Douze mois dans une année
1 Rois 4:7 : Et Salomon avait douze intendants sur tout Israël, et ils pourvoyaient à l'entretien du roi et de sa maison ; chacun était tenu de pourvoir à cet entretien un mois dans l'année.
Esther 3:7 : Au premier mois, qui est le mois de Nisan, la douzième année du roi Assuérus, on jeta le pur, c'est-à-dire le sort, devant Haman, pour chaque jour et pour chaque mois jusqu'au douzième [mois], qui est le mois d'Adar.
La chronologie avant l'ère de la création
Esther 3:7 : Au premier mois, qui est le mois de Nisan, la douzième année du roi Assuérus, on jeta le pur, c'est-à-dire le sort, devant Haman, pour chaque jour et pour chaque mois jusqu'au douzième [mois], qui est le mois d'Adar.
Le calendrier essénien
Mon idée première était de parler ici du calendrier essénien tel que décrit dans les manuscrits découverts à Qumran près de la mer Morte.
Après étude des documents, j'ai trouvé qu'ils méritaient une page entière.

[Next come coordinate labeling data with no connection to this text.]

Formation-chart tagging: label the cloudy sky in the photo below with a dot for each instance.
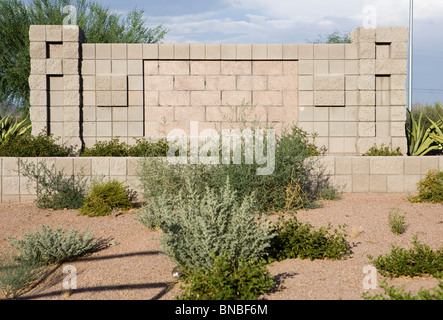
(301, 21)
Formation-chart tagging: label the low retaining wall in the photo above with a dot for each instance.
(351, 174)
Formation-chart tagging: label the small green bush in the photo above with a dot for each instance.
(115, 148)
(383, 151)
(297, 240)
(417, 261)
(430, 189)
(27, 145)
(195, 227)
(393, 293)
(47, 246)
(104, 197)
(54, 189)
(16, 278)
(396, 222)
(229, 279)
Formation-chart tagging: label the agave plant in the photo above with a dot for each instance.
(422, 141)
(10, 128)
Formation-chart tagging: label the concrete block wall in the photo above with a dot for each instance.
(351, 174)
(351, 95)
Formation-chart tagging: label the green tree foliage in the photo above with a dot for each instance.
(100, 24)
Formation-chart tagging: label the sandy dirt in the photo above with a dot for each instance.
(133, 267)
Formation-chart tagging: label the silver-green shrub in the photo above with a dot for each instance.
(197, 228)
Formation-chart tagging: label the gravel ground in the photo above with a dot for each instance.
(134, 268)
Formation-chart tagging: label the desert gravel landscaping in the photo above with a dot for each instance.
(131, 266)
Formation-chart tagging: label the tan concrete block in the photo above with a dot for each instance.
(321, 67)
(290, 98)
(267, 98)
(229, 51)
(103, 51)
(205, 67)
(54, 33)
(236, 98)
(71, 50)
(283, 83)
(367, 66)
(378, 183)
(337, 66)
(181, 51)
(321, 51)
(259, 51)
(119, 98)
(103, 98)
(351, 51)
(267, 68)
(283, 114)
(103, 67)
(366, 50)
(71, 98)
(336, 145)
(88, 67)
(197, 51)
(54, 66)
(244, 51)
(88, 51)
(360, 183)
(223, 83)
(398, 98)
(153, 113)
(306, 98)
(306, 67)
(205, 98)
(329, 83)
(174, 98)
(135, 113)
(38, 98)
(37, 50)
(329, 98)
(275, 51)
(305, 51)
(135, 83)
(174, 68)
(236, 68)
(135, 67)
(321, 128)
(213, 51)
(290, 51)
(399, 50)
(159, 83)
(38, 66)
(366, 129)
(135, 51)
(37, 33)
(190, 114)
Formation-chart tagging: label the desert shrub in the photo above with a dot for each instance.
(430, 188)
(115, 148)
(104, 197)
(16, 278)
(195, 227)
(396, 222)
(229, 279)
(300, 240)
(417, 261)
(47, 246)
(293, 161)
(27, 145)
(393, 293)
(383, 151)
(54, 189)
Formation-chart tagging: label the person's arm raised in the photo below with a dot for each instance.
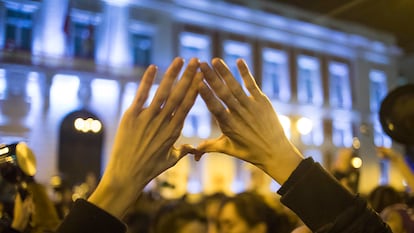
(250, 126)
(144, 142)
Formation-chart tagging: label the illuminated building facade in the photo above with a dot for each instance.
(59, 57)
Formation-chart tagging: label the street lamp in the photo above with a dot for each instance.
(304, 125)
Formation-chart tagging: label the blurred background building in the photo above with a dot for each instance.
(69, 68)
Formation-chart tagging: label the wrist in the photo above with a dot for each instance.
(284, 163)
(113, 198)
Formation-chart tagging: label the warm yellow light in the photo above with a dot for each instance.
(356, 144)
(285, 122)
(87, 125)
(304, 125)
(79, 124)
(356, 162)
(4, 150)
(55, 181)
(96, 126)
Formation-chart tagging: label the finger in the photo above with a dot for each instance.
(198, 155)
(180, 91)
(175, 122)
(211, 145)
(181, 151)
(220, 88)
(167, 83)
(182, 110)
(144, 89)
(234, 86)
(214, 105)
(248, 79)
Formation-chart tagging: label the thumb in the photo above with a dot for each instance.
(213, 145)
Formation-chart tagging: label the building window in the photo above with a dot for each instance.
(380, 138)
(342, 133)
(315, 136)
(378, 89)
(315, 154)
(84, 40)
(339, 85)
(309, 80)
(141, 49)
(234, 50)
(195, 45)
(198, 121)
(19, 24)
(276, 82)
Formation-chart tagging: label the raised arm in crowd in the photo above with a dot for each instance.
(144, 148)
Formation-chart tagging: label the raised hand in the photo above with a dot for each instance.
(250, 127)
(144, 142)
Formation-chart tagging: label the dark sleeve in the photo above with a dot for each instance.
(8, 230)
(324, 205)
(85, 217)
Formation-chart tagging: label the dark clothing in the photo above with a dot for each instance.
(86, 218)
(324, 205)
(311, 192)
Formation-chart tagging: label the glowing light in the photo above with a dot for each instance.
(286, 124)
(4, 150)
(356, 162)
(304, 125)
(56, 181)
(356, 143)
(88, 125)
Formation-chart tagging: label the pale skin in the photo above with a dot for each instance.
(250, 127)
(144, 142)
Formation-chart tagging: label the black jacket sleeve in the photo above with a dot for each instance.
(324, 205)
(86, 218)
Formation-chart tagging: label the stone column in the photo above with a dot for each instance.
(84, 92)
(113, 39)
(15, 104)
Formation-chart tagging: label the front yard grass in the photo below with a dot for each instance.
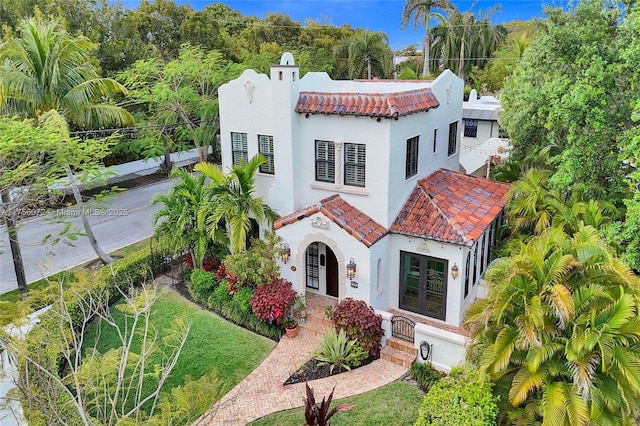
(213, 344)
(395, 404)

J'ai donc rajouté le calendrier essénien à la liste des calendriers étudiés et vous pouvez lire cette étude ici.
Le calendrier de Gezer
Nous ne pouvons pas terminer cette étude du calendrier hébreu sans évoquer le plus ancien d'entre eux découvert à ce jour et qu'on connaît sous le nom de calendrier de Gezer.
Son nom lui vient de l'endroit où il a été découvert en 1908 par l'archéologue irlandais R.A.S. Macalister : le site archéologique de Gezer connu sous le nom arabe de Tell el-Jazari.

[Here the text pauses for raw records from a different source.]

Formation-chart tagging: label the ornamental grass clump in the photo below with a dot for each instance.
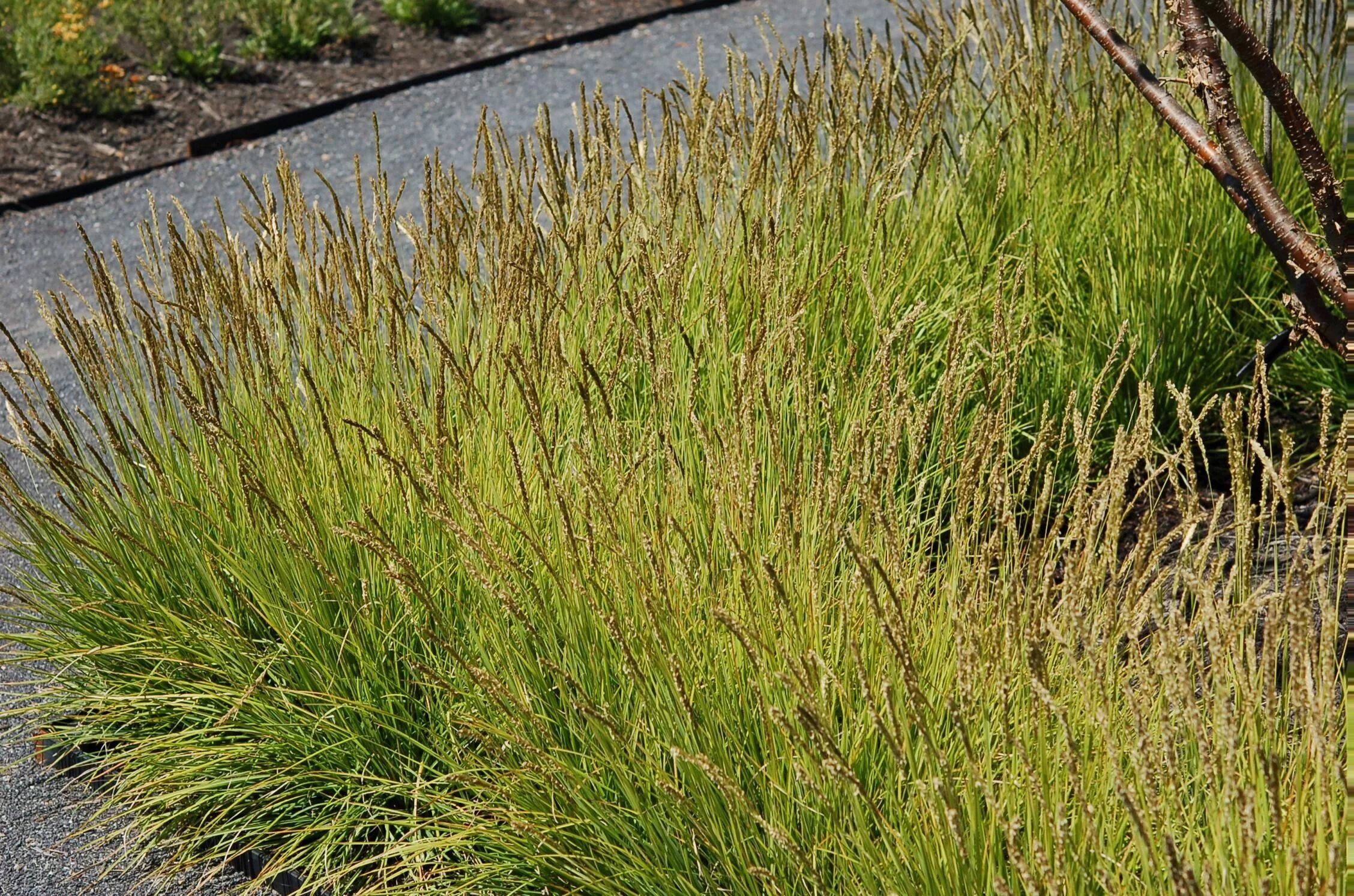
(706, 502)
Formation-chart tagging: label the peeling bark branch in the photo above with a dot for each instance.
(1209, 73)
(1316, 168)
(1320, 320)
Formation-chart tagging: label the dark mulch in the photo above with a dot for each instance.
(53, 149)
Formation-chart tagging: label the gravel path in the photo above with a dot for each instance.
(46, 844)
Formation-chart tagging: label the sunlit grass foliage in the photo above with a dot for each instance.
(757, 492)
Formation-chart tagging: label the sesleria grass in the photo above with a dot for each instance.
(749, 495)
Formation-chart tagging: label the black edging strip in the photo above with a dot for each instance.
(80, 764)
(209, 144)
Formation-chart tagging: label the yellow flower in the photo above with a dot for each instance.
(72, 23)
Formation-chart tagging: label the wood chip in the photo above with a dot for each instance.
(103, 149)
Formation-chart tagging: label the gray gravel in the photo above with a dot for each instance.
(48, 844)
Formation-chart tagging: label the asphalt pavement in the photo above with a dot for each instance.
(52, 844)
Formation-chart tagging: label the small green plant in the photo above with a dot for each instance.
(61, 53)
(443, 15)
(202, 62)
(295, 29)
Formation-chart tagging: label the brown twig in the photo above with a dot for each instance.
(1307, 286)
(1202, 55)
(1316, 168)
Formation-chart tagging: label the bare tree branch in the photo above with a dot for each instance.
(1320, 320)
(1208, 72)
(1316, 168)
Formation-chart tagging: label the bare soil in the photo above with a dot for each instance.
(53, 149)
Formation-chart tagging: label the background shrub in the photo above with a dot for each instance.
(61, 57)
(447, 15)
(294, 29)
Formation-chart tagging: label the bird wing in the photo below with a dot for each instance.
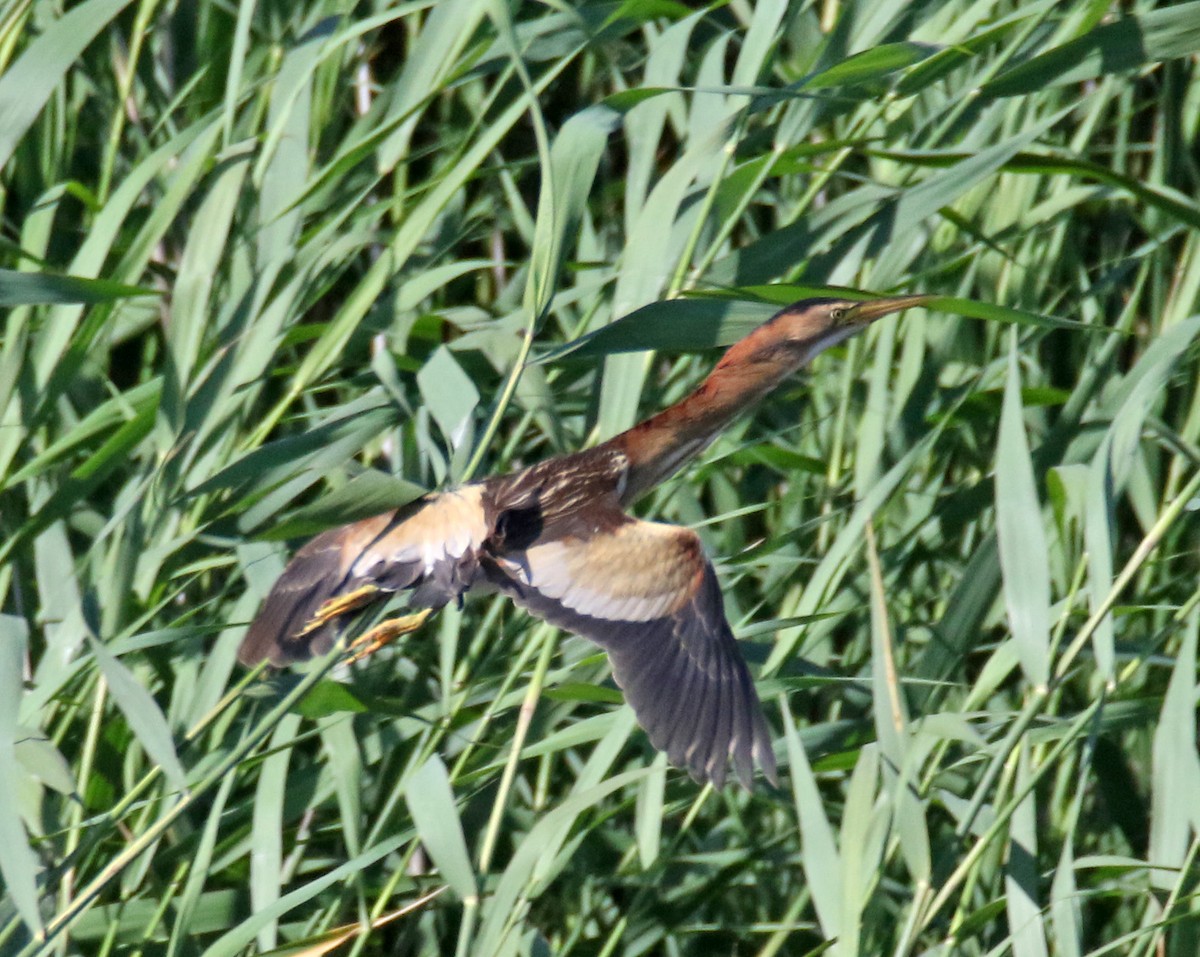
(431, 546)
(647, 594)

C'est à Gezer, à mi-chemin entre Tel-Aviv et Jérusalem que fut découvert le calendrier en 1908.
Ce « calendrier » est gravé sur une pierre calcaire de 11,1 centimètres de long sur 7,2 centimètres de large.
Gravé en hébreu biblique, Il daterait de 950 av. J.-C. et donc du temps du roi Salomon.
Gravé sur une pierre calcaire, le calendrier comporte 8 lignes de caractères en hébreu biblique. Elle se trouve actuellement au musée archéologique d'Istamboul (Turquie)
Comme on peut le voir sur les images ci-dessus, ce calendrier comporte 8 lignes qui évoquent les tâches agricoles suivant les mois de l'année.
La traduction des lignes est la suivante :
Ligne | Traduction (selon W.F. Albright) | Mois correspondants |
---|---|---|
1 | 2 mois de récolte (des olives ?) | Août - Septembre |
2 | 2 mois de plantation | Octobre - Novembre |
3 | 2 mois de plantation tardive | Décembre - Janvier |
4 | 1 mois de binage du lin | Février |
5 | 1 mois de récolte de l'orge | Mars |
6 | 1 mois de moisson et de fête | Avril |
7 | 2 mois de taille de la vigne | Mai - Juin |
8 | 1 mois de fruits d'été + signature | Juillet |
Cette pierre conserve encore une partie de son mystère puisqu'on se perd en hypothèses sur son auteur et sa destination.
Certains pensent à un exercice d'écolier en s'appuyant sur le tracé grossier des caractères. D'autres penchent vers un pensum pour la collecte des taxes fermières. Enfin, certains avancent qu'il s'agissait des paroles d'une chanson populaire.
Bref, chacun peut choisir la version qui lui convient... ou en trouver une autre.